I turn to look at my friend. Her long blonde hair in two identical braids. Lipgloss shinny and ever present. My friend With the Lips.
"Alex." I answer simply, not even realizing the ramifications that might ensue.
"What about Alex?" She asks me, completely unfazed.
"Last year, when you and Michael were in Tucson with Laurie Dupree."
"Yeah… that was weird, go on."
Another rumble from the west, and the rain turns to hail.
"Alex and Kyle, when Michael killed the Queen. They came out of the cave. It was one of the funniest things I've ever seen. They were covered in this slime, or goo, or whatever."
I can't help but hear the musical sound of Maria laughing.
"He always ended up covered with something, didn't he?" She gets out between giggles.
"Yeah… he did." I agree.
"I bet he was one of those kids that always played in the dirt or something. Or one of those kids who's sub-consciously trying to recreate the womb, so they're constantly in water."
"Recreate the womb, constantly in water? Maria, have you been listening in psychology class? Or have you been reading your mom's books again?"
The hail is huge, roughly the size of peas.
"Au contraire Monoamine, I've been doing both."
We pass the sign that says, 'Welcome to Roswell, Alien capitol of the world'. Little do they know how right that sign is.
We're coming in from Albuquerque, from a self-imposed shopping spree. More or less, Maria dragged me on a two-hour drive, so she could try on twelve pairs of pretty much the same jeans. With variations of, studs… Rhine stones, fringe, and sparkles. She bought two pairs, both hip slung, one plain and the other with studs on the belt. Tasteful, I swayed her from the hideous idea of buying Rhine stone-encrusted leather jeans. She bought me mocha for that.

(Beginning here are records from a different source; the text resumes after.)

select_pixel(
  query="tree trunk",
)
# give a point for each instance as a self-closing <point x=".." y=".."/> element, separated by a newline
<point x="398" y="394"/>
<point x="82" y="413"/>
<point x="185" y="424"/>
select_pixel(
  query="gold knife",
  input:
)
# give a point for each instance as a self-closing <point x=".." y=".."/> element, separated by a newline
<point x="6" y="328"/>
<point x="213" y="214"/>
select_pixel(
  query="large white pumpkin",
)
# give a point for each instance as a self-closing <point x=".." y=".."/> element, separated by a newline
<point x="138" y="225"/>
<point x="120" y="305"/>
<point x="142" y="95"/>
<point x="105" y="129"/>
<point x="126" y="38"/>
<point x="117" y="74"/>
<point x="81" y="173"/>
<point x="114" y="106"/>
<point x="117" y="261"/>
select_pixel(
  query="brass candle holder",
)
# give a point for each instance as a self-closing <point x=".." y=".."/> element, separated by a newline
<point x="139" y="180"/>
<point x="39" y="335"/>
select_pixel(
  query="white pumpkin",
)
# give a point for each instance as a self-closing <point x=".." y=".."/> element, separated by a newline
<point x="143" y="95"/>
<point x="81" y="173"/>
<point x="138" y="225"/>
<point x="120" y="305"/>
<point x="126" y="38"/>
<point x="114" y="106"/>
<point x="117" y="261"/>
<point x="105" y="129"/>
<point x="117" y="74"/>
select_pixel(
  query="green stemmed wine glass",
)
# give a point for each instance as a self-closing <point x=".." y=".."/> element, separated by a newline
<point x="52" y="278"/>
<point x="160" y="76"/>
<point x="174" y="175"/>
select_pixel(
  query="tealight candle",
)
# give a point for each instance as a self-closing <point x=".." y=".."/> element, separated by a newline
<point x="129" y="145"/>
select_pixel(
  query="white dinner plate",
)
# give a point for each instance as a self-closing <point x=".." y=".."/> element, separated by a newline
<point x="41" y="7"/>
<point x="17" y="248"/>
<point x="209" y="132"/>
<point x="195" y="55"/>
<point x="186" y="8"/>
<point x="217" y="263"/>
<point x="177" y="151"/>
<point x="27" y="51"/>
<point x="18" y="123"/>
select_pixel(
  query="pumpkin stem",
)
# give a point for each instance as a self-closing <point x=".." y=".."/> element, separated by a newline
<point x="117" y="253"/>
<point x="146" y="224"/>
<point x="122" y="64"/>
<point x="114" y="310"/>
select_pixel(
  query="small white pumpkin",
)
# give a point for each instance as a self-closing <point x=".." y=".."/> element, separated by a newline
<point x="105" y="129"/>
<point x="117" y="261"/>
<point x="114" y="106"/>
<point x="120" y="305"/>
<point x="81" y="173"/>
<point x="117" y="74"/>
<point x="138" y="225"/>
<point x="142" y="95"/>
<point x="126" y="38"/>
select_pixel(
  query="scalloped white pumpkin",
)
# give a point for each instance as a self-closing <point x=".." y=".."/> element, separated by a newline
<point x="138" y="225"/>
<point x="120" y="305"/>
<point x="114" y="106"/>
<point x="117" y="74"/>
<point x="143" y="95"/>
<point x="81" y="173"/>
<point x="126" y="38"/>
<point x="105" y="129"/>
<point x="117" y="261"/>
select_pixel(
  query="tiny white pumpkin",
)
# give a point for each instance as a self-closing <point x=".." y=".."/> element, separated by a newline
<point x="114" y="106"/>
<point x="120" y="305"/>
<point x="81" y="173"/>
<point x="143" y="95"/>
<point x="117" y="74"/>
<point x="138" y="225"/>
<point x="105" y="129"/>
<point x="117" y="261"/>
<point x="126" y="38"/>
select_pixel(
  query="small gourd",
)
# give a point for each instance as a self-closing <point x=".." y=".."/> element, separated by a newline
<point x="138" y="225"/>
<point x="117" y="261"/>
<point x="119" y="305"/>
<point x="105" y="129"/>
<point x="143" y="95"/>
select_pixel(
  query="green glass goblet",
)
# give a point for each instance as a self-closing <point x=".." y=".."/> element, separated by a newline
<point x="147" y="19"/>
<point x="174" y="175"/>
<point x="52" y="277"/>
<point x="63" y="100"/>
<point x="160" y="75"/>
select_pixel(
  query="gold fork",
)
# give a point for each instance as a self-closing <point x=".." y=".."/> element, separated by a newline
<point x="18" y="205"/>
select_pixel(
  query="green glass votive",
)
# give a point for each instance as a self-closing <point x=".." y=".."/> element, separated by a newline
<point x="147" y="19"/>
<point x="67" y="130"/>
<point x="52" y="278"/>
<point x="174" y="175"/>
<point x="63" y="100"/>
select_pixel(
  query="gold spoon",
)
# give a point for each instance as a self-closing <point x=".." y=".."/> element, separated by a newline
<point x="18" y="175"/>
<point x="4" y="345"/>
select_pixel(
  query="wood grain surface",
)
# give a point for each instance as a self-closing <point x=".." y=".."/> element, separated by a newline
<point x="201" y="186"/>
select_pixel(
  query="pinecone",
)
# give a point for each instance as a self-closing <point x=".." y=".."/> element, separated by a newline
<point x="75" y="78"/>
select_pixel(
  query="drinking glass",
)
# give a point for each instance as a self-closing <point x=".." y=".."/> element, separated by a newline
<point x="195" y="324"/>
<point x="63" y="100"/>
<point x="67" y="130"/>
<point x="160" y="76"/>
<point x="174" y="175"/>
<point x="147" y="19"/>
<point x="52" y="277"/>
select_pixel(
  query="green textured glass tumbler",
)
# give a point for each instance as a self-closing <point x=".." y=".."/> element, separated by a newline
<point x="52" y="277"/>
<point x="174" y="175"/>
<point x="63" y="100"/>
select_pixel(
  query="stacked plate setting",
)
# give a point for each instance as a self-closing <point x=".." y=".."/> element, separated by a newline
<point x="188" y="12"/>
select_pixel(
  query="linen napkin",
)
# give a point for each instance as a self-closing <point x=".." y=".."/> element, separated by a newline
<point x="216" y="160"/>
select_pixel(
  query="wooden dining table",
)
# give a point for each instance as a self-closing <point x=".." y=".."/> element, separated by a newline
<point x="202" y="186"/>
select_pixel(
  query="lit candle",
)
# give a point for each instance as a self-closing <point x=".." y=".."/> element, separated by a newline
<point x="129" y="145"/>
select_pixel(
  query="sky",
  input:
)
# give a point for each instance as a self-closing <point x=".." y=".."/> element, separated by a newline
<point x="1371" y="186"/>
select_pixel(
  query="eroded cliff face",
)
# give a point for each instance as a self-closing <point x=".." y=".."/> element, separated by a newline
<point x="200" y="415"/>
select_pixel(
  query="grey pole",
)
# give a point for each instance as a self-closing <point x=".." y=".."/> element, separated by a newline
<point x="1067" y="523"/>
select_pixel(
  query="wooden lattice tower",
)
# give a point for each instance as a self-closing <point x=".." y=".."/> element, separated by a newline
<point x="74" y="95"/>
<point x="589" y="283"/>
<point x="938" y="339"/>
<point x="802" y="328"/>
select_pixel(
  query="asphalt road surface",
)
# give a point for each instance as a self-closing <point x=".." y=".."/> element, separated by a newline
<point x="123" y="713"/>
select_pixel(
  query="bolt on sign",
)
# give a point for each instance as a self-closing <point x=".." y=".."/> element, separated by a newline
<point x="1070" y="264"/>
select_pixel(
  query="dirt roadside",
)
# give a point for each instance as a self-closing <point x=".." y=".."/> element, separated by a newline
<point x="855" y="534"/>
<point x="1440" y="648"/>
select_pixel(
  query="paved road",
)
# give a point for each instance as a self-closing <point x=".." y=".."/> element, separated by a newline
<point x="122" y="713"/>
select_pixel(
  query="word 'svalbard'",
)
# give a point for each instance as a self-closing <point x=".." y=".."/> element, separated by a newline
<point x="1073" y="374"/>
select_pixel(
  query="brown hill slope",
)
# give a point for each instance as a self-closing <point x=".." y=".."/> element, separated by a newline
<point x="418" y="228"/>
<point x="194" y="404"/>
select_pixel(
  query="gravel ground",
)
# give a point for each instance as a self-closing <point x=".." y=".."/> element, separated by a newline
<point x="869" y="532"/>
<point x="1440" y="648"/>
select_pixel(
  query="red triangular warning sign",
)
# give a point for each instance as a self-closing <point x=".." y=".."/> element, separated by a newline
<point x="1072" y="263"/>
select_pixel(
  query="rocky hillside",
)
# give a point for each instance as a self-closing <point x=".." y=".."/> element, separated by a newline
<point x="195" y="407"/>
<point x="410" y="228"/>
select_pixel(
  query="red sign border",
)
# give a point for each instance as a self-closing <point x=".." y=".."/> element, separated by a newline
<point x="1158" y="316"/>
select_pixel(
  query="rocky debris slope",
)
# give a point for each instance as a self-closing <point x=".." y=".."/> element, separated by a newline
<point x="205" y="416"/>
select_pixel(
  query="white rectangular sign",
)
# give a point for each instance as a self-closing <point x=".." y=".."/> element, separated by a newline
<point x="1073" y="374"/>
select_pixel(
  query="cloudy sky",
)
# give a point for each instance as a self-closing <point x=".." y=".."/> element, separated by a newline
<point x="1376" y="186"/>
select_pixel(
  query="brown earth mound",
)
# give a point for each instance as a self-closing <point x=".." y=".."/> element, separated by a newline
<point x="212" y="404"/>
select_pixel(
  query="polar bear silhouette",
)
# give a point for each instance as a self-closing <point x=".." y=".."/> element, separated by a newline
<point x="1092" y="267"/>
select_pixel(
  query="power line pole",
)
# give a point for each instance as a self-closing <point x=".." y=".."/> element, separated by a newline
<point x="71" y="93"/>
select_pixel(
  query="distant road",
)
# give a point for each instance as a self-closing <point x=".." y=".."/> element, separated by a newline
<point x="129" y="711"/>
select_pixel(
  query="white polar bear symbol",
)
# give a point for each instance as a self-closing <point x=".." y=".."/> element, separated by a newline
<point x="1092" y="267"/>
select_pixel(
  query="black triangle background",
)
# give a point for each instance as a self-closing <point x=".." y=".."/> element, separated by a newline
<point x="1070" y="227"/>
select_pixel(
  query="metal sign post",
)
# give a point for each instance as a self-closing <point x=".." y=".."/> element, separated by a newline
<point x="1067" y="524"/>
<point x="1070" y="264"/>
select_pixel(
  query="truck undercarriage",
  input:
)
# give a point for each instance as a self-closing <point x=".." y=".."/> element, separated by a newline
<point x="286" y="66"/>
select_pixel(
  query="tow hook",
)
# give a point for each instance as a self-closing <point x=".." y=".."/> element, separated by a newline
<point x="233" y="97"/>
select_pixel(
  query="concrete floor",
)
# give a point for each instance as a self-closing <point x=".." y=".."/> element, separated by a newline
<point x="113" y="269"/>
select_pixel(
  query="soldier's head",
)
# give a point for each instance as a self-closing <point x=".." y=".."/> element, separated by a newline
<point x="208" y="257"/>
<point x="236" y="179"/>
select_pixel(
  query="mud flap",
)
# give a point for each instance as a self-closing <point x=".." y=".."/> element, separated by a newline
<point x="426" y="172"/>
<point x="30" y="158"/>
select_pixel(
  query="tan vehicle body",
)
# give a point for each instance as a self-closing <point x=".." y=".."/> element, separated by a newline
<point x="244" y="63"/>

We're quiet again, the weather outside covering up our lack of conversation.
"I miss him." She says out of the silence.
"I miss him too."
End Chapter two (I know I know kind of anticlimactic, but this is where my fingers stopped… and they wouldn't go again, more WILL come).
[ edited 2 time(s), last at 23-Apr-2002 5:24:29 AM ]
|posted on 26-Apr-2002 12:07:15 AM|
Alien614 originally wrote:
Hey Rebekah, It's me! I'm really glad that you are posting this here. I know you aren't getting alot of feedback but I think if you post all of your chapters on the same thread on the regular board first. Not everyone comes over here. That way they don't have to go searching everytime for the first chapter and so forth. Also put a rating on your title. like NC-17. Cause that will attract more people! Just to let you know I still think this is a great fic and you are a great writer! jackie
Thanks for the helpful insight.... I really appreciate it Jackie.... I'll go post chapter one on the creative board.... I put up chapter two there... but I haven't checked if anyone responded.
[ edited 1 time(s), last at 26-Apr-2002 2:47:34 AM ]
|posted on 26-Apr-2002 11:27:21 PM|
Angelalien originally wrote:
First off I like the story, Secondly why is Liz have dreams of Max and her have sex where she is feeling it in the morning.
Thank you for reading my story.....
Where is she feeling it? Are you kidding me? She's feeling it in her vagina. LOL.... I'm sorry your quiry just seems kind of off kilter to me... Where else would she be feeling it?